Добавить в цитаты Настройки чтения

Страница 97 из 115

— Для чего?

— Не знаю... Не знаю, для чего и почему...

— А я знаю. Потому что ты лопух. Лопух! — закричал Степан, приподнявшись, как будто встал на защиту всего мужского сословия. — Он не хочет, чтоб она страдала! Эка! А она с тобой посчиталась? Непонятно!

— А тебе все должно быть понятно?

— А как же!

— Объясни мне тогда, — спросил Алеша и улыбнулся. — Чего ты так стараешься отвести меня от Анки?

— Друг я тебе или не друг? — зло удивился Степан.

— Тебе лучше, если я... Чтобы Надя...

— Надя? — Степан хотел засмеяться, но неожиданно как-то пискнул вместо властного, хозяйского смеха. — Никуда она от меня не денется! Шашни-машни, шуры-муры-амуры, а приходит момент один раз решать на всю жизнь... И никуда она от меня не денется. Потому что кто я и кто ты? Мне тебя Жалко. Лопух!

— Смешно, — горько сказал Алеша, вспомнив, что и мать, случалось, называла его лопухом.
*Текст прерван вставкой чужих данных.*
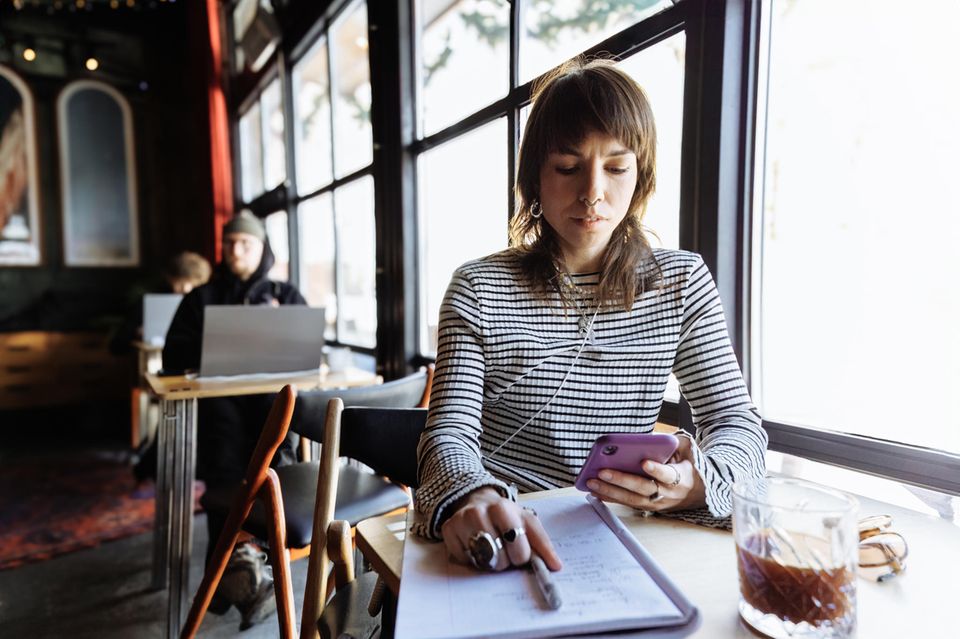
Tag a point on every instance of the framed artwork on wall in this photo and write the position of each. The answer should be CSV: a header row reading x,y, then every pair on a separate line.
x,y
19,199
97,176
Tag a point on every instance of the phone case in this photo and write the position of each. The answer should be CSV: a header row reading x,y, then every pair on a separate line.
x,y
625,451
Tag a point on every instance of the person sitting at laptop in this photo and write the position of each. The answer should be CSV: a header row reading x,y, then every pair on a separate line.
x,y
228,428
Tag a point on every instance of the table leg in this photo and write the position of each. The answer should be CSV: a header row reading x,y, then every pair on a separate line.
x,y
166,427
183,415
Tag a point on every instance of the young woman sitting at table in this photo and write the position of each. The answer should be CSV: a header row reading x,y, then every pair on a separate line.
x,y
572,333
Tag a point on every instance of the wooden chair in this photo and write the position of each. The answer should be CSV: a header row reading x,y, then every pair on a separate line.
x,y
260,485
308,490
385,439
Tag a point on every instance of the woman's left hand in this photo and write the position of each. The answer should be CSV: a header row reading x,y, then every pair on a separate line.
x,y
676,485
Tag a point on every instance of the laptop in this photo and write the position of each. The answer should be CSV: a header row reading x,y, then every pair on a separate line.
x,y
247,340
158,312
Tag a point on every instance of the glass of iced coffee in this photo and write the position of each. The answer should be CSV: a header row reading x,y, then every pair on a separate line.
x,y
797,558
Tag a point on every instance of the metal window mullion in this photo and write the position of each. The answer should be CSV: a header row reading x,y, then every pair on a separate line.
x,y
337,271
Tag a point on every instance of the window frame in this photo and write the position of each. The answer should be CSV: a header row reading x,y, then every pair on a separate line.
x,y
723,72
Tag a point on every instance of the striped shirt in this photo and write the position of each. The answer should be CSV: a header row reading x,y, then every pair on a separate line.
x,y
504,351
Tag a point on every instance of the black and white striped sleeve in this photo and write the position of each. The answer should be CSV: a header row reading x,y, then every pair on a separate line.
x,y
730,441
449,453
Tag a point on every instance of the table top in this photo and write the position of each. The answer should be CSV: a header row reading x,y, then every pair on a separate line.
x,y
702,563
182,387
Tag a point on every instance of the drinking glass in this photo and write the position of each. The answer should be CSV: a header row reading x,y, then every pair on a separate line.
x,y
797,558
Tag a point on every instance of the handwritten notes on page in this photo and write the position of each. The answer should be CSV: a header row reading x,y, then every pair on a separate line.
x,y
604,587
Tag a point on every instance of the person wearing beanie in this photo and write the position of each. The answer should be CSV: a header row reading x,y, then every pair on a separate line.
x,y
228,427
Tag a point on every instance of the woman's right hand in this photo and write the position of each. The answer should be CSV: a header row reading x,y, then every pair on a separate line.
x,y
485,510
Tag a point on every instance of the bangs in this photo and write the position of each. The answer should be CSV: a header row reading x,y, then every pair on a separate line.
x,y
579,104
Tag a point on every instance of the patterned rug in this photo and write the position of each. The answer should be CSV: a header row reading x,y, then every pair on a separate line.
x,y
53,506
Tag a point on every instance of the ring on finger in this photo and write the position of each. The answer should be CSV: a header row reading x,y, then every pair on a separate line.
x,y
676,480
513,534
483,550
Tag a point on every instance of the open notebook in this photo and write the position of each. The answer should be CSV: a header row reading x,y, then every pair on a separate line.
x,y
608,583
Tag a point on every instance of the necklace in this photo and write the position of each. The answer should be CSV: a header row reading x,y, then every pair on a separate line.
x,y
570,292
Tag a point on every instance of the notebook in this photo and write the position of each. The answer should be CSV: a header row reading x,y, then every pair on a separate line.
x,y
609,583
248,340
158,312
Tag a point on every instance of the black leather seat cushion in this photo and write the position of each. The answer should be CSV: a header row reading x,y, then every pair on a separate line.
x,y
360,495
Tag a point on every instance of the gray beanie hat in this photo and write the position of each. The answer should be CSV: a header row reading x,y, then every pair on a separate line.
x,y
246,222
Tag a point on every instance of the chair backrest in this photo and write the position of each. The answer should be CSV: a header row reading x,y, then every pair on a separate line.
x,y
385,439
273,433
406,392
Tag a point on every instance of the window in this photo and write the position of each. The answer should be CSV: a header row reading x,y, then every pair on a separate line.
x,y
98,180
858,302
556,31
462,212
277,235
19,213
262,147
456,40
464,176
335,191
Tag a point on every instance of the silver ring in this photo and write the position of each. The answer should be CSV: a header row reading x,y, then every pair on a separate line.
x,y
676,480
483,550
513,534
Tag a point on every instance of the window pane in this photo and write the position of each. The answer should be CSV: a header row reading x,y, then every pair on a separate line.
x,y
317,254
458,39
311,90
556,30
659,70
353,137
278,236
274,160
251,153
357,262
859,301
98,182
463,213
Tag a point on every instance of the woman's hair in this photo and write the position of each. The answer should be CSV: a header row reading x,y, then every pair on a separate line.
x,y
188,266
575,99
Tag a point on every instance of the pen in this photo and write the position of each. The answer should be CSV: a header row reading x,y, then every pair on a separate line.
x,y
546,584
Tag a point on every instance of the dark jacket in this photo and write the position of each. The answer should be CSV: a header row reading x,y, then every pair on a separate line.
x,y
181,350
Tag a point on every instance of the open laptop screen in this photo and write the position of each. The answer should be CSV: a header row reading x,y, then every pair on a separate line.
x,y
158,312
244,340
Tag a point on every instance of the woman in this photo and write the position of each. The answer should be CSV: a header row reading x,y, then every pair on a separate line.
x,y
573,332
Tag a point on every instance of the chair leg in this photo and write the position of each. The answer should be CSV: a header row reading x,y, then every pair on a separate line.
x,y
279,555
212,575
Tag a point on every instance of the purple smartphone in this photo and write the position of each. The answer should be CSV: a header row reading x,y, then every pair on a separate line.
x,y
625,451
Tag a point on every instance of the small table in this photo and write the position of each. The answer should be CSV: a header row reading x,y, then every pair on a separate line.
x,y
176,460
702,562
149,361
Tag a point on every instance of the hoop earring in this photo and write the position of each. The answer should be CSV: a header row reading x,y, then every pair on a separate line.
x,y
536,211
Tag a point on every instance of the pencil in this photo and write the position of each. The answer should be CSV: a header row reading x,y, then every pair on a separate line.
x,y
546,584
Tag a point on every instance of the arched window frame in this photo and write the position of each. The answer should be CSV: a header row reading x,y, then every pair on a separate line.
x,y
33,188
64,143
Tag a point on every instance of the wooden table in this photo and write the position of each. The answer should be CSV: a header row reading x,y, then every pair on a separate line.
x,y
176,460
149,361
702,562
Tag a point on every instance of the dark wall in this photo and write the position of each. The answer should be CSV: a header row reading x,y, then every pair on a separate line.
x,y
158,60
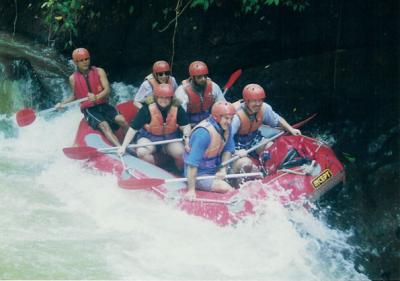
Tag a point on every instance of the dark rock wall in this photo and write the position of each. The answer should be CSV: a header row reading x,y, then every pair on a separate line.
x,y
338,58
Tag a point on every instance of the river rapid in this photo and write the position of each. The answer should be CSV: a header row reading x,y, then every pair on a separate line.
x,y
60,219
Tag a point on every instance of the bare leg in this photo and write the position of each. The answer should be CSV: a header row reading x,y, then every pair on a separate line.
x,y
120,120
108,133
146,153
176,150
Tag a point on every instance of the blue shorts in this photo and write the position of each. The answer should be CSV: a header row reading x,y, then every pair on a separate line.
x,y
99,113
205,185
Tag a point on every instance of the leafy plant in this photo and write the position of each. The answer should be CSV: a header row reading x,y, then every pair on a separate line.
x,y
61,18
254,6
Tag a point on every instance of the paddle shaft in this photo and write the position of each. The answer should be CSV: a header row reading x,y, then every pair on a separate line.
x,y
261,143
232,79
230,176
109,149
265,141
67,104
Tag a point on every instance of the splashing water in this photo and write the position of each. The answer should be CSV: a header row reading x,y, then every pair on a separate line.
x,y
62,220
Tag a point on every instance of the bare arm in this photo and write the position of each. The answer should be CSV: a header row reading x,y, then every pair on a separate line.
x,y
104,83
127,140
222,171
71,97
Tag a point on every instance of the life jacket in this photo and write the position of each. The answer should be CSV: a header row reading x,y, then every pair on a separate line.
x,y
286,152
217,143
157,126
154,83
198,103
247,126
81,87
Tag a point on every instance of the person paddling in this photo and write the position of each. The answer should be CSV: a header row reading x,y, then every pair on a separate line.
x,y
211,143
252,112
159,120
91,82
161,75
198,93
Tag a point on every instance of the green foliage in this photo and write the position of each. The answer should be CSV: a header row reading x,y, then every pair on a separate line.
x,y
202,3
254,6
61,17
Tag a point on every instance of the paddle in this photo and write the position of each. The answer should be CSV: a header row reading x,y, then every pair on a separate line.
x,y
26,116
133,183
85,152
265,141
232,79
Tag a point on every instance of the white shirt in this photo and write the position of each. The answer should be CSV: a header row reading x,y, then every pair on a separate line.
x,y
180,94
270,118
146,90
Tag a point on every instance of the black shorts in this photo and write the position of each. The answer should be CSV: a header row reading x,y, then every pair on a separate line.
x,y
99,113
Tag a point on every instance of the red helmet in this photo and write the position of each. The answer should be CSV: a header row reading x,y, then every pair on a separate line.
x,y
161,66
164,90
221,108
80,54
198,68
253,92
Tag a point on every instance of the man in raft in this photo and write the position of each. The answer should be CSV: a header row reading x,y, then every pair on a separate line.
x,y
91,82
198,93
211,143
159,120
251,113
161,74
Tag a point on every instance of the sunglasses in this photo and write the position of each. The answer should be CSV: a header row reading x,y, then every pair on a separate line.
x,y
85,59
201,76
160,74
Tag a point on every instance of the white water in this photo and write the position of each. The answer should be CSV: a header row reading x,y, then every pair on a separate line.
x,y
60,220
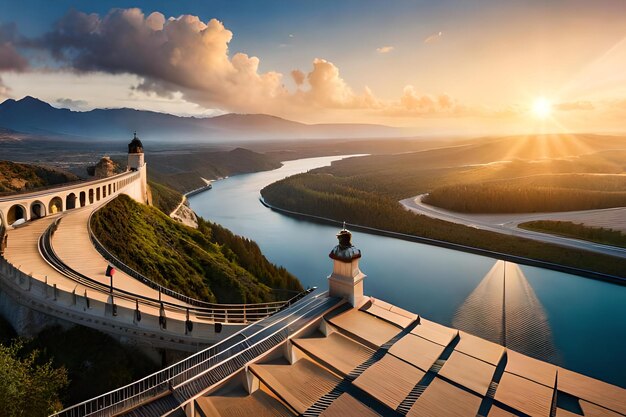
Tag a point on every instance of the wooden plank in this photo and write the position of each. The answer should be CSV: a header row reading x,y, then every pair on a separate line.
x,y
592,410
594,391
434,332
389,380
417,351
388,315
300,385
530,368
347,406
372,330
524,395
443,399
336,351
468,371
496,411
240,404
480,348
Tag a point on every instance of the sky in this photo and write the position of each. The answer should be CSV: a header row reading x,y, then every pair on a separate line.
x,y
440,67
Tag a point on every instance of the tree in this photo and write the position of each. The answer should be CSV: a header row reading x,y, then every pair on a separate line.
x,y
28,388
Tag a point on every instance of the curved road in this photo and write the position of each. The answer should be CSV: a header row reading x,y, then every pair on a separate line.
x,y
507,224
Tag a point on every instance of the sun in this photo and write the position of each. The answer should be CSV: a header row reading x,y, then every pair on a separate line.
x,y
542,108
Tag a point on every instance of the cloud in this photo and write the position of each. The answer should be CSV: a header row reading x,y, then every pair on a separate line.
x,y
69,103
435,37
385,49
176,54
10,58
574,105
187,58
298,77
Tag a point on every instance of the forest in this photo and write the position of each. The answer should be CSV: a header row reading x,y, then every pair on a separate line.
x,y
320,194
578,231
512,198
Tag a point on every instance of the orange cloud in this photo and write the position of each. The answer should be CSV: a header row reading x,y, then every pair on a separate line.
x,y
385,49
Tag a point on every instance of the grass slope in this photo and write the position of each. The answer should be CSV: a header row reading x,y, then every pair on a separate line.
x,y
209,263
164,198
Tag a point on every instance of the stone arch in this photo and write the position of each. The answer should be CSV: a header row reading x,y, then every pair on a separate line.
x,y
70,201
56,205
37,210
16,212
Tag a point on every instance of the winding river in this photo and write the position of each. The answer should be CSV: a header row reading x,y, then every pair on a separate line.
x,y
575,322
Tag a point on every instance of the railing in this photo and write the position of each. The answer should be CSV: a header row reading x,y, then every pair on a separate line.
x,y
63,187
222,313
218,361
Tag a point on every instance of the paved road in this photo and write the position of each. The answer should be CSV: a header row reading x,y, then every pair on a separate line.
x,y
507,224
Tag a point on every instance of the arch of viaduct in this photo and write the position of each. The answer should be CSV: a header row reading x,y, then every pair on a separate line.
x,y
38,204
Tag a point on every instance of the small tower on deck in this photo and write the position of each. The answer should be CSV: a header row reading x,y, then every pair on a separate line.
x,y
346,281
135,154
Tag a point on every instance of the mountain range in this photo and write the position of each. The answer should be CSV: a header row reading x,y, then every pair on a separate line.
x,y
36,117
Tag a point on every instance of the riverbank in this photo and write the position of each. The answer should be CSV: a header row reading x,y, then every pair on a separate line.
x,y
455,246
428,279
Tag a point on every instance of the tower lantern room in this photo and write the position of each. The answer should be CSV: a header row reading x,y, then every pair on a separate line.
x,y
346,281
135,154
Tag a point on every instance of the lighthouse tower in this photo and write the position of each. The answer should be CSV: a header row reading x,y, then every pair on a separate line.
x,y
135,154
346,281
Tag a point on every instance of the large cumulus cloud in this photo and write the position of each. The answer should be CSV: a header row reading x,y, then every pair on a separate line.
x,y
10,58
185,55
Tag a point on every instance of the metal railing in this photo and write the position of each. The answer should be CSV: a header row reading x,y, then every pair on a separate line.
x,y
48,189
199,371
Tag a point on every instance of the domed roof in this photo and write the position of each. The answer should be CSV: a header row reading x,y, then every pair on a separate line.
x,y
344,251
135,145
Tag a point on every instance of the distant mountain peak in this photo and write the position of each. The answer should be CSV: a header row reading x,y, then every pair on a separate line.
x,y
34,116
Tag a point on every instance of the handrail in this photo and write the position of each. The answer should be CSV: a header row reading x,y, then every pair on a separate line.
x,y
273,329
40,191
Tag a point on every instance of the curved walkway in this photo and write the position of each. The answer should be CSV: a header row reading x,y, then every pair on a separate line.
x,y
507,224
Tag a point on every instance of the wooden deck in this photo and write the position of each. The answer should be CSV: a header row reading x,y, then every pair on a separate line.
x,y
530,368
526,387
389,380
480,348
417,351
240,404
597,392
469,372
347,406
336,351
300,385
524,395
435,332
373,331
444,399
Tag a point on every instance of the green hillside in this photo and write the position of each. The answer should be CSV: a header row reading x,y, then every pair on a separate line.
x,y
210,263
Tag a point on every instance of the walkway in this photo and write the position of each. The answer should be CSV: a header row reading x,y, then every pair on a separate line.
x,y
507,224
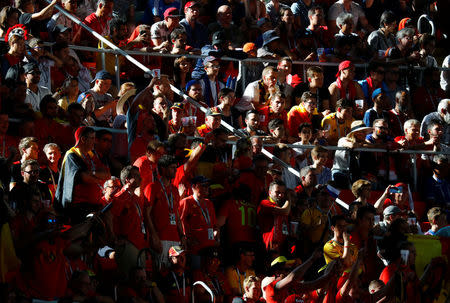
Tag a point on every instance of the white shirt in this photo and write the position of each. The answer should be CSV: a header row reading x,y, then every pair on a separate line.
x,y
34,99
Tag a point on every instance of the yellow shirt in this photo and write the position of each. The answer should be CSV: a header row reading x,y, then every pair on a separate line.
x,y
336,130
333,250
236,278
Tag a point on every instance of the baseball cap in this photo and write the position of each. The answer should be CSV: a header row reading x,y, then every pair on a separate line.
x,y
281,260
171,12
102,75
344,65
191,4
175,251
29,67
433,213
199,180
213,111
377,92
391,210
59,28
177,105
210,59
218,38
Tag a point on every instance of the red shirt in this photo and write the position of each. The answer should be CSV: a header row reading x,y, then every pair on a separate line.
x,y
274,228
241,221
128,218
266,115
164,214
48,279
198,222
275,296
147,169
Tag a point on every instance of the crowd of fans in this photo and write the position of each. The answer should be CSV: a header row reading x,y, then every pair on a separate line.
x,y
128,192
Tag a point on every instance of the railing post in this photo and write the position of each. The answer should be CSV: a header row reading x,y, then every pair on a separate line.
x,y
103,55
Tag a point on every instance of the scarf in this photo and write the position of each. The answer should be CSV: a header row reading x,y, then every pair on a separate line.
x,y
350,88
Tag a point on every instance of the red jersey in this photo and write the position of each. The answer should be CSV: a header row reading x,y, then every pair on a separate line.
x,y
274,228
199,220
164,214
273,295
241,221
129,218
266,114
203,130
147,169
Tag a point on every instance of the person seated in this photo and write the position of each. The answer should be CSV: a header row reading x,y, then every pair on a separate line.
x,y
437,218
345,86
252,291
176,282
210,274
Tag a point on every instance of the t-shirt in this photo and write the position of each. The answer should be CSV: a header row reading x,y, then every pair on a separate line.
x,y
241,221
199,220
274,228
336,129
275,296
129,218
164,214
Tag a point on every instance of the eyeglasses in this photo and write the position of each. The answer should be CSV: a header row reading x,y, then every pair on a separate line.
x,y
32,172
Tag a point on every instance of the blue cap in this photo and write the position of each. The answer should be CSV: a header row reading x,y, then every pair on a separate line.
x,y
190,83
377,92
— Смотри, наплачешься! — предупредил Степан и встал.

Он ушел, победно вихляя задом, а бутылки еще нет-нет да проплывали в темной реке. То парами, а то по одной...

19

Утром в День Победы Сергеич сидел на своей скамейке, выбритый до синевы на щеках. В этот день, едва проснувшись, он правил почерневшую опасную бритву на таком же почерневшем ремне. Пробовал ее на волосах, пока не слетал седой пучок от одного неслышного прикосновения к макушке.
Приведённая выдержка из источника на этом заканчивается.